Maybe you think I'm crazy. Maybe you think a woman TTC could never have the same feelings or responsibly as a "real mom". You may be reading this and scoffing, and thinking to yourself "Oooooh she'll see when she has that baby...". Maybe you're right. But maybe, just maybe... you're wrong.

I'm both happy and sad that not every woman is able to experience infertility. I wouldn't wish it on my worst enemy, that's FOR SURE... but I also have gained so much insight from it that I can't even begin to blog about it or put it in words. Hopefully, over time (and when I finally get "that baby" here in my arms), I will be able to express how Motherhood begins with a desire not with a birth.

Until then my season of motherhood is constantly changing. Right now it's not just pregnancy, and it's not just preparing for a newborn. It's speaking out, and teaching other moms that hard days happen -yes, absolutely- but that we can't feel sorry for ourselves. We can't claim to never have the time, or the help, etc if we don't accept the help from others and realize that Daddy's also have their own seasons of Daddyhood. Strange how we don't hear much about Fatherhood, do we? They are more than capable, I promise.

If you disagree, then you are more than welcome to. If you think I'll magically change my mind when I see how hard it is to have a newborn, then that's fine too. I guess we'll just have to find out together.

But until then, I have to ask, please respect women who are TTC, infertile, or who are pregnant after infertility. Their babies may not be in their arms, but don't think that they are not in our hearts. We may not have little sleep because of midnight feedings, but boy... would we kill to! We long to be able to make our facebook statuses about sick kids, and crazy busy sport schedules, and last-minute projects. :) None of these are terrible statuses at all (I can't wait to make them myself!), but remember that what you take for granted someone else is praying for.

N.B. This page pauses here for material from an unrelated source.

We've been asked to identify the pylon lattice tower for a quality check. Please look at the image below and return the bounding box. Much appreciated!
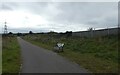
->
[4,21,8,34]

This blog has been about my pregnancy recently, and I'm sure it will soon be filled with pictures of my beautiful little miracle baby... but don't ever forget that this blog is FIRSTLY about infertility, and teaching others how to cope with living in it, or teaching friends/family how to help. If that offends you, please stop reading this blog, because recently a fire has been lit under me to bring this awareness back to the surface and I. will. not. stop.

1 comment:

  1. Thanks for the advocating Jen. I can't wait for D-day for you guys. I agree, motherhood has been on our hearts much longer than 9 months. I think infertile moms are just a little more patient and hang on just a little tigher to their babes. Thanks for the post and prayers your way for the delivery.